Savory Millet Croquettes

6 servings


1 tablespoon extra-virgin olive oil

1/4 cup finely chopped onion

1 cup millet

1 clove garlic, minced

3 1/2 cups chicken stock, vegetable stock or water

3/4 teaspoon coarse salt

1/3 cup coarsely shredded zucchini

1/3 cup coarsely shredded carrot

1 1/2 teaspoons minced fresh thyme, or 1/2 teaspoon dried

1 teaspoon freshly grated lemon zest

1/4 teaspoon freshly ground pepper


Heat 1 tablespoon oil in a large saucepan over medium-low heat. Add onion and cook, stirring, until softened, 2 to 4 minutes. Stir in millet and garlic and cook, stirring, until fragrant, about 30 seconds. Add stock or water and salt and bring to a boil over medium heat. Reduce heat to low, cover and cook, stirring once or twice, for 20 minutes.

Stir in zucchini, carrot, thyme, lemon zest and pepper. Cook, uncovered, maintaining a simmer and stirring often to keep the millet from sticking, until the mixture is soft, very thick and the liquid has been absorbed, about 10 minutes more. Remove from the heat and let stand, covered, for 10 minutes. Uncover and let stand, stirring once or twice, until cool enough to handle, about 30 minutes.

With dampened hands, shape the millet mixture into 12 cakes or patties, 3-inch diameter (a scant 1/3 cup each).

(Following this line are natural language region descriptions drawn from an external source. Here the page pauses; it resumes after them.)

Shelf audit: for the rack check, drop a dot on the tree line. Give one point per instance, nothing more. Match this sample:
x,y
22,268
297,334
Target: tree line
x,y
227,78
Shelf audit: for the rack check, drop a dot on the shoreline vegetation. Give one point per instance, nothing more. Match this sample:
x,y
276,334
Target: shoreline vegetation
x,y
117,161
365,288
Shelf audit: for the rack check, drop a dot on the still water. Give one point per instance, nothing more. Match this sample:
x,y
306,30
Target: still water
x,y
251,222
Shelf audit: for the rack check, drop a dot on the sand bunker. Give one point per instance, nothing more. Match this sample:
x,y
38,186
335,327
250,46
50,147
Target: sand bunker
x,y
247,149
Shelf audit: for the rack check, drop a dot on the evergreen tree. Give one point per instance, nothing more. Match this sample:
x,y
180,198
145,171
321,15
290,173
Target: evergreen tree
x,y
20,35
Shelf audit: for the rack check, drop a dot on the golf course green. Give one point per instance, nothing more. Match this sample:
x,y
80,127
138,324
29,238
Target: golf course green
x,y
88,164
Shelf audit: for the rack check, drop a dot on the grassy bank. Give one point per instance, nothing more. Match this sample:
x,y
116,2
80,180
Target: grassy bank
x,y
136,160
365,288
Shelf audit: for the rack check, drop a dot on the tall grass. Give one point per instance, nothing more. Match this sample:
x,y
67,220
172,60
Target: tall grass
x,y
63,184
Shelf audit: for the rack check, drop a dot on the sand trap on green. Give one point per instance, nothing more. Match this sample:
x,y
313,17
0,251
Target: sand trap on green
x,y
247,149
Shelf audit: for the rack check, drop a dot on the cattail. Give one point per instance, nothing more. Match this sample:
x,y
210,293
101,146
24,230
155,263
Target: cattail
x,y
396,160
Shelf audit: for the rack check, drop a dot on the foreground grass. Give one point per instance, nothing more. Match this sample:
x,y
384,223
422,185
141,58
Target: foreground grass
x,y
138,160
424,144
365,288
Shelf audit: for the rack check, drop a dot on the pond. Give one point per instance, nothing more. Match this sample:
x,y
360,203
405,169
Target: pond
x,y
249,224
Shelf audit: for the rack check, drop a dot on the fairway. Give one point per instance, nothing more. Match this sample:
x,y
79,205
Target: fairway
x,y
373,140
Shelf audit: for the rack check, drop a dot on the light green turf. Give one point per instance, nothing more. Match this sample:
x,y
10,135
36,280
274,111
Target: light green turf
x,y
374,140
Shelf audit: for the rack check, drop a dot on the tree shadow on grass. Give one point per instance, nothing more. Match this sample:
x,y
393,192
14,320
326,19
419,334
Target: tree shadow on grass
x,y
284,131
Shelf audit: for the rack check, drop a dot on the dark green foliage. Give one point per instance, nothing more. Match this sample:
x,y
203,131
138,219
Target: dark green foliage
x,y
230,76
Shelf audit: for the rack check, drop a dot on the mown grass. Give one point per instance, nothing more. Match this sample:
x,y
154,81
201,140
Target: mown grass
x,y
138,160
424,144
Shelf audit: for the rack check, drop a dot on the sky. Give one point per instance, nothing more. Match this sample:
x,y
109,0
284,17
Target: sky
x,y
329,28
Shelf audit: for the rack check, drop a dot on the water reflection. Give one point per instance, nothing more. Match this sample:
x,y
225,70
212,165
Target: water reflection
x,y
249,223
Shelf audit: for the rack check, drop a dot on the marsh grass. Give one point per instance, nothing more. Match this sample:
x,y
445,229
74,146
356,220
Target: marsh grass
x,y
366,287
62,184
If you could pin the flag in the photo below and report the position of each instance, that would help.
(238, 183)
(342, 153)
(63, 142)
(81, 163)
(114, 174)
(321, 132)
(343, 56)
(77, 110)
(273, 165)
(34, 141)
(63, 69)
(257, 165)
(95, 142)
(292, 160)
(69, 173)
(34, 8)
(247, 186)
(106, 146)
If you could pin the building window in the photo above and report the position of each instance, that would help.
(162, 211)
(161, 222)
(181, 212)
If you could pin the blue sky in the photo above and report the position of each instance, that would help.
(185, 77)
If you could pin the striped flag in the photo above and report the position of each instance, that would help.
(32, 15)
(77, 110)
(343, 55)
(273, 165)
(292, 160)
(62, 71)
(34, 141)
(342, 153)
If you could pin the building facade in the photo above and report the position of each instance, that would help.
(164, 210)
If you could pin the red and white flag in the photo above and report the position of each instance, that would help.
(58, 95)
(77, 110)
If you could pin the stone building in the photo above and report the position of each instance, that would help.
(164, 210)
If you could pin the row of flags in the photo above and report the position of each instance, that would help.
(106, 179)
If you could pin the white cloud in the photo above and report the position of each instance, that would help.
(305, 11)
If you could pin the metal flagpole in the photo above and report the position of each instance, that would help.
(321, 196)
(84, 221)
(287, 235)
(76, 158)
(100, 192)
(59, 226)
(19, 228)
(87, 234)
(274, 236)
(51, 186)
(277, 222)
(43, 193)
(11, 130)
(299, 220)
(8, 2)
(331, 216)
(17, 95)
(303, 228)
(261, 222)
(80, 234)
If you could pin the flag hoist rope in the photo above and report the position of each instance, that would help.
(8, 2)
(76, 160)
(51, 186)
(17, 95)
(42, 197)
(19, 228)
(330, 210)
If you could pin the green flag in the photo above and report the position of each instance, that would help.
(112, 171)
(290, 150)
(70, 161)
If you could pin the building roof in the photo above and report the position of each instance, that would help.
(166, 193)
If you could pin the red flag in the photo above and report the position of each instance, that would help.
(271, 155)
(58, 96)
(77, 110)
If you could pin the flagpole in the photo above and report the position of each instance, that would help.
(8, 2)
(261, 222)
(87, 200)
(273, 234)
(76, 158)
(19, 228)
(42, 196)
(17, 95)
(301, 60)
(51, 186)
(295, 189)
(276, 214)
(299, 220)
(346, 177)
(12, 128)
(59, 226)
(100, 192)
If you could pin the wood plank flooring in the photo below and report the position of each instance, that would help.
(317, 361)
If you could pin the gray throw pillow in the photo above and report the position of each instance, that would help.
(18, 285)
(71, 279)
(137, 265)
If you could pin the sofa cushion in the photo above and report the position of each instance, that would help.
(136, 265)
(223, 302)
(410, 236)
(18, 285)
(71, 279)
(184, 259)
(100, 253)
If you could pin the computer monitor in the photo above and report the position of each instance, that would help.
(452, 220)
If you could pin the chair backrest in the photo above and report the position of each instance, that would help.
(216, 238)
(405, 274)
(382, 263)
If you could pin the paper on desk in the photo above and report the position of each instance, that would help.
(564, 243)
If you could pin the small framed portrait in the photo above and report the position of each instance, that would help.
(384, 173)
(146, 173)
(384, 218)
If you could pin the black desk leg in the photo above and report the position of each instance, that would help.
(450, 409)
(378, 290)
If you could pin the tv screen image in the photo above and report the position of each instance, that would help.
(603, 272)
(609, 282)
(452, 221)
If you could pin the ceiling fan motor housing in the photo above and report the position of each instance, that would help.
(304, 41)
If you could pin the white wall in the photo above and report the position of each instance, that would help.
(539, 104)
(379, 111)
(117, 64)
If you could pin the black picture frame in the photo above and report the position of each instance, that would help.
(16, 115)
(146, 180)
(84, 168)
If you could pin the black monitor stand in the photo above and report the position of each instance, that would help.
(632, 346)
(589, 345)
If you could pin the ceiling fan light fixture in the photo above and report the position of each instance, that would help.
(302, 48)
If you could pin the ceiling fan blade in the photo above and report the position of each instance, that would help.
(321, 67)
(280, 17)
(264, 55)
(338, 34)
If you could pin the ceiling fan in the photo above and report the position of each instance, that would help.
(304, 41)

Coat a medium skillet with cooking spray and heat over medium heat. Add 4 millet cakes and cook until the bottoms are browned, 3 to 5 minutes. Carefully turn the croquettes with a wide spatula and cook until the other side is browned, 3 to 5 minutes more. Coat the pan with cooking spray again and cook the remaining cakes in batches, reducing the heat if necessary to prevent burning.

Note:  You can make and shaped the croquettes1 to 2 hours before you need to cook them, if needed.